4.4.2. Le problème scolaire après l’indépendance du pays (1960-1996)

Le manque du personnel qualifié s’accentua lors de l’accession du pays à l’indépendance (1960) et lors de la rébellion muleliste (1964) qui occasionnèrent le retour des expatriés dans leurs pays d’origine. Cette diminution s'accélère aussi par le fait que la plupart des diplômés qui pouvaient tenir un rôle actif dans l'enseignement secondaire cherchèrent des postes plus lucratifs dans la politique et l'administration 1286 .

Les Sœurs Oblates de l'Assomption se trouvaient dans une situation similaire. En 1960, elles voulurent faire venir un marocain pour la direction de leur école car elles n'avaient aucune religieuse autochtone formée pour la tâche 1287 . En face de ce problème, Mgr Henri Piérard se découragea à tel point qu’il écrit à son Supérieur provincial dans sa correspondance du 21 juin 1961 :

‘« Il est certain que nous sommes aux bords de l'abîme si nous n'obtenons personne pour boucher les vides causés par douze départs définitifs des prêtres de chez nous (..). Faudra-t-il en septembre fermer le collège, l'école normale, les écoles moyennes, l'E.T.S.A.V. et tirer vaguement son plan, afin que le petit séminaire marche à peu près ? Faudra-t-il fermer des postes de mission et laisser la chrétienté en panne 1288  » ?’

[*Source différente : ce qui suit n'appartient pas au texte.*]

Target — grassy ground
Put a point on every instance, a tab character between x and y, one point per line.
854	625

Ce manque d’enseignants s'accompagnait des problèmes financiers. Les étudiants capables de terminer une école normale complète ne pouvaient pas êtres envoyés dans des écoles supérieures en dehors du vicariat ou du diocèse.. Un tel projet restait irréalisable car ni le vicariat ni le Gouvernement ne pouvaient le financer. En effet, dans les années 1950, lors de l’évolution rapide du pays vers l’indépendance (1960), l’Administration coloniale ne pouvait pas répondre, à la fois, à tous les problèmes sociaux 1289 .

Par ailleurs, les subsides de la Colonie ne semblent pas avoir été généralisés à toutes les écoles comme le relate le Père Marc Champion, Directeur de l'École Normale de Mulo, dans cette interview :

‘« Depuis combien de temps n'étiez-vous plus revenu en Belgique ? Depuis sept ans déjà! (...) Ce terme donnait droit à un séjour plus prolongé parmi vous et tous les miens, mais cette charge que j'occupe ne le permet guère, d'autant plus, qu'il est toujours difficile de se faire remplacé quand on est en même temps professeur. Votre voyage est sans doute payé par l'Etat ? Détrompez-vous ! Les religieux qui se dévouent sans compter à l'enseignement dans ce genre d'école, ne bénéficient aucunement de cet avantage 1290  ».’

Certes, la Colonie pouvait subsidier les écoles primaires 1291 et l'E.T.S.A.V 1292 . Mais, ces subsides étaient souvent insuffisants, en sorte que pour le cas de l'E.T.S.A.V., l'Assomption y investir. Après l'indépendance, les dons de l’Etat étaient parfois détournés ou arrivaient avec un retard notoire 1293 . Par ailleurs, selon Mgr Henri Piérard, l’Administration coloniale ne prenait pas en charge toutes les écoles qu'elle subsidiait, il fallait chercher des fonds de suppléance :

‘« La Colonie subsidie nos moniteurs, en tout ou en partie, suivant les catégories. Elle reconnaît donc les diplômes, certificats délivrés par les directions scolaires du vicariat, quitte à contrôler, même fréquemment, toutes les activités scolaires subsidiées par elle. Les moniteurs munis d'un simple certificat d'aptitude ne sont subsidiés qu'à 70%. Le vicariat supplée ; ce qui représente annuellement une dépense non négligeable 1294  ».’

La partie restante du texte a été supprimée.